The CPI's historic failure to generate Indian nationalist sentiment on its side is directly responsible for the "satellite mentality" of its sympathizers inside and outside the Congress Party. It would even today be helpful for the CPI in assessing the current political situation to review the events concerning the formation of the Left Consolidation Committee and particularly their ideological competition with Subhas Chandra Bose and Jayaprakash Narayan at the end of the year 1938. The CPI preferred a head-on clash with Indian nationalism rather than adjust its ideological beliefs to Indian conditions. Even Subhas Chandra Bose who after the Tripuri session sought to unite all left elements including the CPI had to confess his failure against the absolutisms of the Indian Communists.

The CPI and its friends had a valuable opportunity to profit from the impact of the Soviet support to India on the question of Bangladesh and take advantage of the enhanced Soviet diplomatic influence in India. Significantly, Soviet diplomats in India have today reason to be highly concerned about the negative impressions which are being cratead by their friends. "God save me from my friends, I can save myself from my enemies" could well be the report from the Soviet Ambassador in New Delhi to his headquarters in Moscow. It is the CPI lobby which is directly responsible for the sluggish nature of Indo-Soviet relations in the aftermath of the Indo-Soviet treaty. The Brezhnev visit could have been the occasion for emotional solidarity between Indians and Russians but for the highly selected and discriminatory and even coercive strategy employed by the CPI and its supporters in securing obsessive declarations of Indo-Soviet alignment.
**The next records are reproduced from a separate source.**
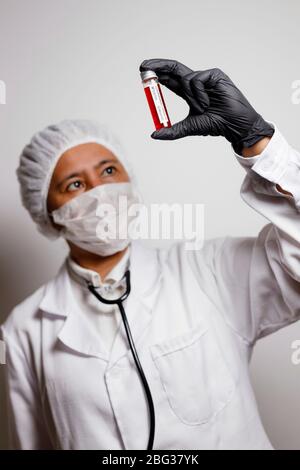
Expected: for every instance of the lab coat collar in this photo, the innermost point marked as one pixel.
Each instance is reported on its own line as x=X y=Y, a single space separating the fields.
x=77 y=334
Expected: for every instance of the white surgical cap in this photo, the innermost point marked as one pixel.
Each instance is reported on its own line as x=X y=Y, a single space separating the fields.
x=38 y=160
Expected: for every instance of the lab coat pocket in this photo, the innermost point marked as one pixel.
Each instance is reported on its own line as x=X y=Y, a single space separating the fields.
x=194 y=375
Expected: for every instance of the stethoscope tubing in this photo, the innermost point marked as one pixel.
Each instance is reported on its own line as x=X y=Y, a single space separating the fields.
x=133 y=350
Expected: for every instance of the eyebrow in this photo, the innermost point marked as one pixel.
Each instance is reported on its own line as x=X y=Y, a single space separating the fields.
x=99 y=164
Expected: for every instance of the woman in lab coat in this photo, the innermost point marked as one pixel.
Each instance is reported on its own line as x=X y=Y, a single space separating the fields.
x=194 y=315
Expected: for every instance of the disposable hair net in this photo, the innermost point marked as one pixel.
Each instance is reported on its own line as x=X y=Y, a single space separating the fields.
x=38 y=160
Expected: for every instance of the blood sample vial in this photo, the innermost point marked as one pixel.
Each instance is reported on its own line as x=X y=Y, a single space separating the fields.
x=155 y=99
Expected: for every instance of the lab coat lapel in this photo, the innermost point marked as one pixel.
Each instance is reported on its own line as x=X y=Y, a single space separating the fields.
x=145 y=273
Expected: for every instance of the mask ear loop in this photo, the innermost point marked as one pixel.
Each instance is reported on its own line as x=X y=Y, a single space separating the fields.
x=119 y=301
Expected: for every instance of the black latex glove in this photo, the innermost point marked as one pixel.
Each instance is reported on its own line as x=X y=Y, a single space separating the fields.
x=217 y=107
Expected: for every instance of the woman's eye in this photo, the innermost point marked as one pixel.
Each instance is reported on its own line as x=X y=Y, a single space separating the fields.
x=74 y=186
x=109 y=170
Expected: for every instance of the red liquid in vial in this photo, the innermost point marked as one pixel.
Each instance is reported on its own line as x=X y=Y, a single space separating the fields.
x=160 y=116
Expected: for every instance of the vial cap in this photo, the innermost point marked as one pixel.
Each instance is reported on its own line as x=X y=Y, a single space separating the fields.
x=146 y=74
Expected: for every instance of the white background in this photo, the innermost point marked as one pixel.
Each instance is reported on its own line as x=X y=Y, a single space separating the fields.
x=80 y=58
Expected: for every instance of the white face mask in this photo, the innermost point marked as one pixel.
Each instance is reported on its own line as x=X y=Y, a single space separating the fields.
x=98 y=220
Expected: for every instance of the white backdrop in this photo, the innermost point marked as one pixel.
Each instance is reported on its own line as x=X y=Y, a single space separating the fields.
x=79 y=58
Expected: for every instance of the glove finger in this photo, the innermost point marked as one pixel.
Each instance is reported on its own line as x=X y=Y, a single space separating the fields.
x=182 y=88
x=197 y=97
x=165 y=66
x=210 y=77
x=176 y=131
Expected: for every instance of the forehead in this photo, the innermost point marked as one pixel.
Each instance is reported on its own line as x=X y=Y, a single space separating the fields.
x=82 y=156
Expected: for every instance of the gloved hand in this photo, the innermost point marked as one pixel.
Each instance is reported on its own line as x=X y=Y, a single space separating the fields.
x=217 y=107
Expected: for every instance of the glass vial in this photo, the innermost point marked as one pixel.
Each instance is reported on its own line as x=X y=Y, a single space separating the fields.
x=155 y=99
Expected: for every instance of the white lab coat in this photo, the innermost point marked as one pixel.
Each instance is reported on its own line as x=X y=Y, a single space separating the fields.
x=194 y=316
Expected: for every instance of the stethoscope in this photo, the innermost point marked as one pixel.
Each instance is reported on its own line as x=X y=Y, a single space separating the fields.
x=132 y=346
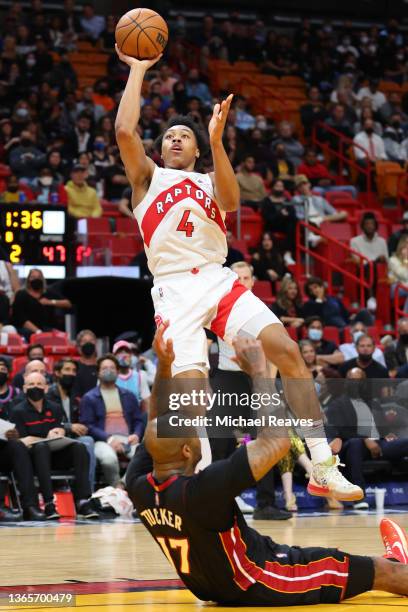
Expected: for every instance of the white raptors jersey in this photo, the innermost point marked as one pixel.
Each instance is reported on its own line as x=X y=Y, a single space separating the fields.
x=181 y=223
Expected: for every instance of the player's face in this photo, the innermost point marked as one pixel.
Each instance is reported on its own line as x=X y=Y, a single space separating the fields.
x=179 y=148
x=245 y=277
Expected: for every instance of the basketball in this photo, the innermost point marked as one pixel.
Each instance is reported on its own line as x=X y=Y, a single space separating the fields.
x=141 y=33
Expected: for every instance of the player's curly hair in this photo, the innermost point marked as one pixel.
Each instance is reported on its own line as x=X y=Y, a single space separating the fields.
x=189 y=122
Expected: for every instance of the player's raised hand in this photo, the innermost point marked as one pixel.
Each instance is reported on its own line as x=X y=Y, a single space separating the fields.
x=218 y=119
x=133 y=61
x=163 y=348
x=249 y=355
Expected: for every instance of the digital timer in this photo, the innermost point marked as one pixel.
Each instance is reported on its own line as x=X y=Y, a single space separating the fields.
x=39 y=234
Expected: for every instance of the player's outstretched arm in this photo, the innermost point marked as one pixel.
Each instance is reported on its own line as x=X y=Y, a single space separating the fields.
x=139 y=167
x=271 y=444
x=225 y=182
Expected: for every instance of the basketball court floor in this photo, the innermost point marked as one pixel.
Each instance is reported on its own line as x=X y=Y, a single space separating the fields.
x=115 y=566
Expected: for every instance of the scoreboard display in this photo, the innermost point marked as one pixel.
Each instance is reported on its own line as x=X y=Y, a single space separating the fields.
x=39 y=235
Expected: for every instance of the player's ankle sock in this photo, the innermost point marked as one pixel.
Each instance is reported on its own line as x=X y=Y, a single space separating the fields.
x=315 y=438
x=205 y=454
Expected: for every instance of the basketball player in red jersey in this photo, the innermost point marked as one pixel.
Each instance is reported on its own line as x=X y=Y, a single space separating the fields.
x=181 y=216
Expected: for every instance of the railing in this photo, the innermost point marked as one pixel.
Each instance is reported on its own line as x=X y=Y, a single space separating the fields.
x=398 y=311
x=365 y=266
x=344 y=161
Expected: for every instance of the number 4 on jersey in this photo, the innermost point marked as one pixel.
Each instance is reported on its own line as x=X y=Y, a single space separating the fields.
x=185 y=225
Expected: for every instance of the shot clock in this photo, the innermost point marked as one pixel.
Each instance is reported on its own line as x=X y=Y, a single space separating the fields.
x=39 y=235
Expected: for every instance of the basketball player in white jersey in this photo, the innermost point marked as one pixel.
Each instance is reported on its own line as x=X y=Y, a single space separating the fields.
x=181 y=215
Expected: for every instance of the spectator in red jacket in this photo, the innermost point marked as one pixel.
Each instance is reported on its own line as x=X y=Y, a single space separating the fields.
x=319 y=175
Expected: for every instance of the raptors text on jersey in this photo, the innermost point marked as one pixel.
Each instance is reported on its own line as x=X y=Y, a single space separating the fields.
x=181 y=223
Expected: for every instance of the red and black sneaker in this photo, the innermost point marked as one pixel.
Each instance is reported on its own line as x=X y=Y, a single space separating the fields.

The major task facing the Congress Party is to reconstruct the political system so that its power and force are freshly legitimized. The impact of JP's movement is growing in its territorial scope and the involvement of Uttar Pradesh whether directly or via the Bharatiya Lok Dal would make Congress rule precarious. Close relations with the CPI give the Left Extremists a certain status and possibly individual ministers experience a certain prestige in Soviet eyes. On the other hand everyday there is fresh evidence that the "ideological and moral" submissiveness of the Congress Party on account of its links with the CPI has become a major obstacle to the development of a political mobilisation system appropriate to the late seventies. Satellitism also does not go well with a "nuclear status" in foreign affairs.

There are sources of conflict between the CPI and the Congress implicit in the sociological processes of the Indian political society. So far the attention of the Congress was focused on the momentum of the Indira wave. The economic setbacks and JP's movement have highlighted the sectarian and dogmatic errors of the Left Extremists in the Congress. Many Congressmen must have drawn the attention of Mr. Dev Kant Barooah to the reported statement of the CPI Central Secretariat member Mr. S. Kumaran at Quilon when he inaugurated the 5-day State conference of the CPI: "The aim of the Communist Party of India is to dislodge the Indira Gandhi Government and install a progressive government with the help of progressive and leftist forces within the Congress".